70 days of waiting

70 days of waiting .

shapes
shapes

 

It was a dark night during the war on Gaza. Alaa felt that her heart pricking with pain for her children, who were far away.

 

She rings on the phone at night. She tells herself that perhaps communications have been cut off due to the barbaric bombing tonight, and that perhaps they are sleeping, but she is certain that fear has filled their hearts, for the trembling of their hearts runs through her body.

 

She turns around, 'I feel that Yamen is calling me, and that Carmel is crying and needs me.' She waited until morning, she called again, but to no avail!

 

Days passed, and Alaa's heart was still attached to that call. She tried thousands of times every day. She lives in the middle of the Gaza Strip while her four children were surrounded in Khan Yunis, and the occupation tanks prevented anyone from reaching the house.

 

For 70 days, the spiral of anxiety and obsessions ate away at Alaa’s mind. In the last call she had with her eldest son, Yamen, he said to her in a trembling voice: “The army took my father prisoner, and we're waiting for you to take us with you.”

 

For 70 days, Alaa Al-Qatrawi appealed to all human rights

 

institutions around the world to take action and find out the fate of her children...

 

She didn't know...

 

That those 70 days will become a lifetime of anguish...and an eternal life of loss.

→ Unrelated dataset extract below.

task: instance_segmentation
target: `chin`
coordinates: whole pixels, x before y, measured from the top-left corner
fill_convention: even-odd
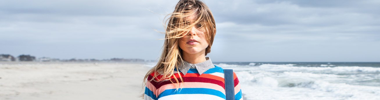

More than two months later, the Zionist occupation withdrew from Khan Yunis, and Alaa learned that the house had been bombed over the heads of her children.

 

Yamen with his blue eyes,

 

Orchid with her velvety hair,

 

Carmel with her innocent face,

 

Kenan who was quivering from the sound of tank tracks around their house,

 

They all died as martyrs.

 

The occupation killed them.

 

It deprived Alaa of having someone call her "mom".